Hey looking at getting a new tractor to plow with. we've always plowed with an 89 MF 3080 which puts out about 100 hp and that seemed to do the job with our old 3 furrow plow.

but since we're now going up to a 6 or more furrow plow and i just thought id ask, whats a good amount of horsepower to pull aplow that size?

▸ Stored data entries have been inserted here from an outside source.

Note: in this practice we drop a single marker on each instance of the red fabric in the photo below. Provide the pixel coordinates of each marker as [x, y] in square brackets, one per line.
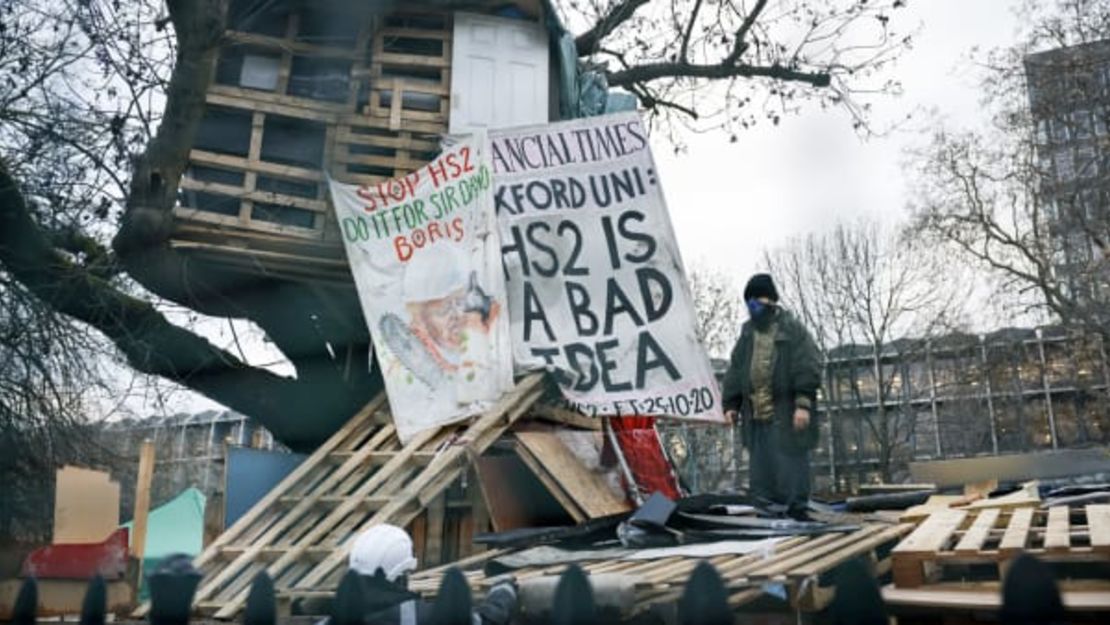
[80, 561]
[643, 451]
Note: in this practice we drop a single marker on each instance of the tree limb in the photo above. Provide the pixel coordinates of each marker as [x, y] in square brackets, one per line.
[291, 409]
[682, 69]
[587, 42]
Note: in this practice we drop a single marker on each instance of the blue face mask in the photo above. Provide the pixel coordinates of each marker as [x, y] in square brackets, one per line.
[758, 310]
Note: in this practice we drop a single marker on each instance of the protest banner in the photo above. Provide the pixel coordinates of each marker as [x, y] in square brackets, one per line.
[596, 288]
[425, 256]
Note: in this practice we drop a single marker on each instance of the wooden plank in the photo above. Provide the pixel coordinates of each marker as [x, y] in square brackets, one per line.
[1098, 523]
[63, 597]
[401, 142]
[1017, 533]
[551, 484]
[194, 214]
[87, 505]
[934, 534]
[429, 482]
[783, 565]
[1027, 496]
[976, 535]
[433, 547]
[143, 480]
[587, 489]
[988, 598]
[276, 104]
[935, 503]
[1057, 535]
[319, 527]
[289, 44]
[365, 503]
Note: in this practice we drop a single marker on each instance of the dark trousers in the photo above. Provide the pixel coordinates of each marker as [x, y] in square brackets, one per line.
[774, 474]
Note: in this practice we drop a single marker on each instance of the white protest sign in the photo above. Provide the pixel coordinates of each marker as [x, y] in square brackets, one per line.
[596, 288]
[425, 256]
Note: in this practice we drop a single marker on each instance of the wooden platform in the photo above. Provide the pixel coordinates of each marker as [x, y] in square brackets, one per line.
[362, 476]
[363, 110]
[955, 542]
[800, 564]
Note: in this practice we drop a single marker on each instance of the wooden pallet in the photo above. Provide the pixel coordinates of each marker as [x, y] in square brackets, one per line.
[801, 564]
[362, 476]
[990, 537]
[260, 214]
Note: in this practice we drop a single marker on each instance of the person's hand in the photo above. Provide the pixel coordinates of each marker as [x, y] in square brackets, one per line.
[800, 419]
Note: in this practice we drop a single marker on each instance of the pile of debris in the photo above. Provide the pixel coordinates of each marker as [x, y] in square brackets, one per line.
[641, 562]
[1055, 506]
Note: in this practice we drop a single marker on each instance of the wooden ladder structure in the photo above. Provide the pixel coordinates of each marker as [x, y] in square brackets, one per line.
[300, 533]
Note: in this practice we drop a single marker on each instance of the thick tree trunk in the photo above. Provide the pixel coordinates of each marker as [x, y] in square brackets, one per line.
[300, 411]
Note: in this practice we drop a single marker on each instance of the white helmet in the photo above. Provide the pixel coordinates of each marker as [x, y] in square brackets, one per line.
[387, 547]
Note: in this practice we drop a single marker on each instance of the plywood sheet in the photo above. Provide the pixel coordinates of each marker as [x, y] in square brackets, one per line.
[1027, 496]
[1098, 521]
[935, 503]
[1012, 467]
[63, 597]
[586, 487]
[515, 497]
[87, 505]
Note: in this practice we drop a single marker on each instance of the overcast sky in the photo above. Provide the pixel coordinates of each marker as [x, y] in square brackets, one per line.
[729, 201]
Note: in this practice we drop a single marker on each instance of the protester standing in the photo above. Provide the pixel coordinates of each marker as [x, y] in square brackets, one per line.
[770, 386]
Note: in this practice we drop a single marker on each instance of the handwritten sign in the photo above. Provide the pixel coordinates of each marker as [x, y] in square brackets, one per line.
[425, 256]
[595, 284]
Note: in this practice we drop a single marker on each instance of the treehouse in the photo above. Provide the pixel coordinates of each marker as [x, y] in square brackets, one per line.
[360, 91]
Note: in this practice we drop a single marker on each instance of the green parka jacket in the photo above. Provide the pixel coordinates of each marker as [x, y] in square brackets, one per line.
[796, 374]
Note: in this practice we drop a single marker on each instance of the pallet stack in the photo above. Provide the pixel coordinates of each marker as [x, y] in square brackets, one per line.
[292, 100]
[300, 532]
[801, 564]
[959, 557]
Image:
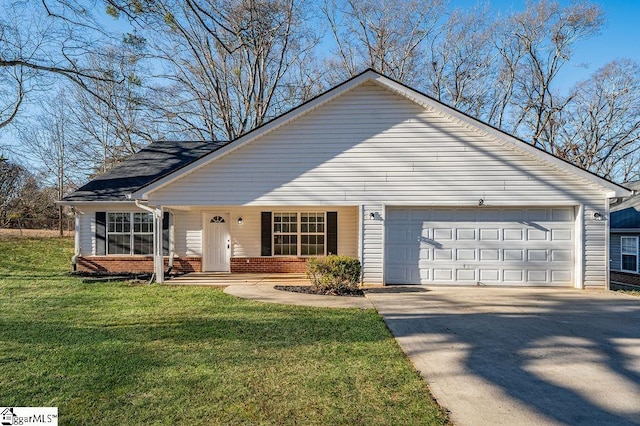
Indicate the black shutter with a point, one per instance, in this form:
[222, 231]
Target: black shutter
[332, 232]
[101, 233]
[166, 222]
[266, 234]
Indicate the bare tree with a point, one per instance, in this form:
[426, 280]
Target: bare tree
[545, 34]
[600, 128]
[115, 119]
[462, 68]
[40, 41]
[12, 180]
[230, 64]
[386, 35]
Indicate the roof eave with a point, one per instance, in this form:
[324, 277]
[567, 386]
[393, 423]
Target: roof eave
[611, 189]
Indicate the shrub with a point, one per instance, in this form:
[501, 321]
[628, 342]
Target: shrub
[334, 274]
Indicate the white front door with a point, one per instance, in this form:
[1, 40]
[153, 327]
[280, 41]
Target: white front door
[217, 243]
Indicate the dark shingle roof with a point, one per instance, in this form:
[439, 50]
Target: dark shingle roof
[627, 213]
[153, 162]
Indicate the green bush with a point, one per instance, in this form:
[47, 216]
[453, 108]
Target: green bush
[334, 274]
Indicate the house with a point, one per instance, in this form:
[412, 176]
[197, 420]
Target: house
[420, 192]
[625, 232]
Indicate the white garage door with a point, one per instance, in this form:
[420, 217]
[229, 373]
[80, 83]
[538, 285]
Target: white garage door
[480, 246]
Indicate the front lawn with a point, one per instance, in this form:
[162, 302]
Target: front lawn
[113, 353]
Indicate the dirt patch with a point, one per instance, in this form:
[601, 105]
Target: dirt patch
[6, 233]
[307, 289]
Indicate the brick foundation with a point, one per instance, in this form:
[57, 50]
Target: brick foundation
[624, 277]
[144, 264]
[134, 264]
[296, 265]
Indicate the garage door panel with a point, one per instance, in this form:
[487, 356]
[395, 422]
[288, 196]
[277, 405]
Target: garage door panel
[561, 235]
[490, 234]
[466, 275]
[481, 245]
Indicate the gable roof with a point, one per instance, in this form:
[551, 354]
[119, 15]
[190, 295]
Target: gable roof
[151, 163]
[403, 90]
[626, 214]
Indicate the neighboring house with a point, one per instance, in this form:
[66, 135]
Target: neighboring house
[625, 233]
[419, 192]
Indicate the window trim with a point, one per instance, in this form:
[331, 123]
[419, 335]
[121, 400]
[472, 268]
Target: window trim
[298, 233]
[622, 254]
[131, 233]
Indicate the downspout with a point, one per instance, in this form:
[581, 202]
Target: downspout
[77, 249]
[171, 243]
[158, 262]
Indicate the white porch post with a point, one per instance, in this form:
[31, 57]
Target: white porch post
[158, 260]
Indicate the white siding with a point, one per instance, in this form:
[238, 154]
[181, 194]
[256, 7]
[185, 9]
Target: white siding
[372, 147]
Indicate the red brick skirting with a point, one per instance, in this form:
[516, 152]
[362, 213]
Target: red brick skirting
[144, 264]
[134, 264]
[625, 277]
[297, 265]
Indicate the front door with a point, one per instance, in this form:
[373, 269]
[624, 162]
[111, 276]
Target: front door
[217, 243]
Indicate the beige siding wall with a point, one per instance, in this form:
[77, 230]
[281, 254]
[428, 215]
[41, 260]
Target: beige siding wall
[372, 147]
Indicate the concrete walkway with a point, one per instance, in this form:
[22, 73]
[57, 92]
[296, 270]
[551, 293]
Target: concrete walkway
[260, 287]
[266, 293]
[524, 356]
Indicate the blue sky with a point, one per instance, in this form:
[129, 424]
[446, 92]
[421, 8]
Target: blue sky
[620, 36]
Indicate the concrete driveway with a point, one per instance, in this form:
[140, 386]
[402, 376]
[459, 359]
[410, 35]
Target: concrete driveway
[521, 356]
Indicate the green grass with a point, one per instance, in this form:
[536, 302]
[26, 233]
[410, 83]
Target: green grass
[113, 353]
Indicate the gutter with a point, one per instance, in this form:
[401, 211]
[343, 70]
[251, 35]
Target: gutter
[76, 251]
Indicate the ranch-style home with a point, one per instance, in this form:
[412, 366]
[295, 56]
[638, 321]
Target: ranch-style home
[420, 192]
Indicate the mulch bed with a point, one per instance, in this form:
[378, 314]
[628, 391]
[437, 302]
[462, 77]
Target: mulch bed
[307, 289]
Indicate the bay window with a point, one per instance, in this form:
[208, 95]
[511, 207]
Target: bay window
[300, 234]
[130, 233]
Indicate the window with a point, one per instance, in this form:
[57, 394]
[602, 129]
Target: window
[298, 233]
[629, 251]
[129, 233]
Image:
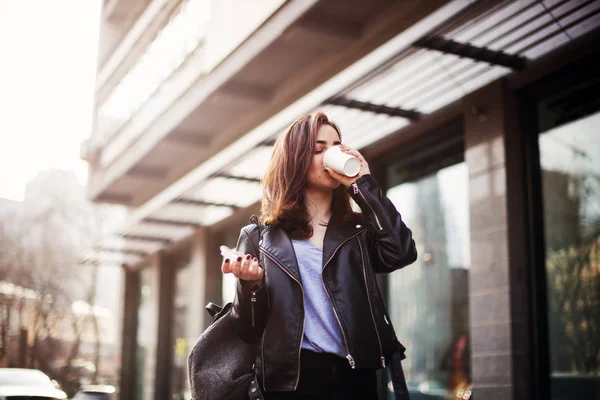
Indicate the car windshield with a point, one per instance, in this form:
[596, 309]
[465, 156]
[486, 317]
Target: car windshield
[24, 378]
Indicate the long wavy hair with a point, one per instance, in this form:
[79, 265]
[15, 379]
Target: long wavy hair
[283, 203]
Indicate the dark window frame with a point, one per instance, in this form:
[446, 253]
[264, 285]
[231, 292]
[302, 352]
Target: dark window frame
[428, 152]
[528, 98]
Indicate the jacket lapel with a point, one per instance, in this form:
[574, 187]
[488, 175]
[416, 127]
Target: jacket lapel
[334, 237]
[278, 245]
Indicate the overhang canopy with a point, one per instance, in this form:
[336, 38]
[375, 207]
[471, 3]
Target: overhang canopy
[416, 73]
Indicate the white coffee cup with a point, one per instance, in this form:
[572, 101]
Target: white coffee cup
[340, 162]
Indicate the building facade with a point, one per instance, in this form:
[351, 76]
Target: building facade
[479, 119]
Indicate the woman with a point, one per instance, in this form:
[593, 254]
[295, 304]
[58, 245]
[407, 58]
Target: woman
[314, 306]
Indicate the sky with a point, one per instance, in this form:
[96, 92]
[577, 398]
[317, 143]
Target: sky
[47, 76]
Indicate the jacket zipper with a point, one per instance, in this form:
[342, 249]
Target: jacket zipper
[382, 358]
[357, 191]
[349, 356]
[262, 342]
[302, 337]
[253, 301]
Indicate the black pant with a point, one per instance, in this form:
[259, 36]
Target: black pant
[329, 377]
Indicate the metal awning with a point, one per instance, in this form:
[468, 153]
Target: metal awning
[415, 74]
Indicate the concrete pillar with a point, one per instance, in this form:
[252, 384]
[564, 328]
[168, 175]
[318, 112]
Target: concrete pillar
[197, 299]
[498, 295]
[165, 288]
[130, 295]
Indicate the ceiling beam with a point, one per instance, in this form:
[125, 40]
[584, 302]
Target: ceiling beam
[193, 202]
[238, 178]
[122, 251]
[466, 50]
[170, 222]
[144, 238]
[375, 108]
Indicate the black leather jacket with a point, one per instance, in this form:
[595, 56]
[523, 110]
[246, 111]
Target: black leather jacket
[274, 313]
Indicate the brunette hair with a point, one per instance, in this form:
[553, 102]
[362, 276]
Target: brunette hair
[282, 204]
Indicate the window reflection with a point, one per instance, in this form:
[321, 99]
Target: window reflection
[570, 161]
[146, 340]
[182, 342]
[428, 300]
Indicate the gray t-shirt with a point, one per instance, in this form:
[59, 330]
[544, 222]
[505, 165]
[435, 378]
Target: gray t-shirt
[321, 330]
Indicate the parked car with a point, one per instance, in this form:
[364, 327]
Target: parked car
[95, 392]
[17, 383]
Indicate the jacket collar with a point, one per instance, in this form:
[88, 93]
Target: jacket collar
[278, 245]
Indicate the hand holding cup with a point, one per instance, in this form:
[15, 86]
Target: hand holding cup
[242, 266]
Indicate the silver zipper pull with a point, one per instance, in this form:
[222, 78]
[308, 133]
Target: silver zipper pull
[351, 361]
[253, 300]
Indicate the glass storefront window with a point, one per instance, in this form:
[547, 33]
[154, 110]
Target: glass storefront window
[428, 300]
[570, 171]
[146, 338]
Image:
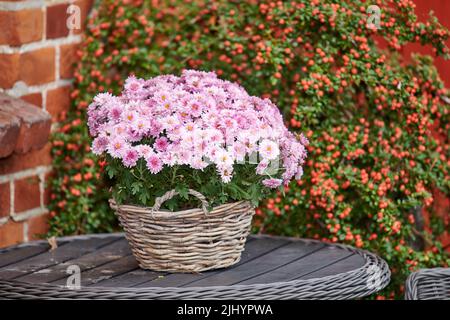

right now i'm looking at a JD 6400 from 94 with a loaderup front, willthat do the trick or should we be going bigger still?

Thanks for the help!


----------



## alleyyooper (Oct 23, 2004)

A 3 bottom plow with 100 HP? Of course your are joking right?
I pull a 3 bottom plow and some times 4 with my 60 HPFord 5000.
My brother in law pulls a 6 bottom plow with his Oliver 1855 that is only 94HP.

 Al


----------



## Morgan (Oct 26, 2006)

HP is not the problem, traction is the problem, if its geared right. Im not so sure a JD 6400 will pull a 6 bottom plow unless it has front wheel assist, you might want to look at something along the lines of a John Deere 4640 for a little older tractor or for a newer Tractor something along the lines of a John Deere 7400, it has 100 horse power and is a bigger tractor. Just my two cents worth.


----------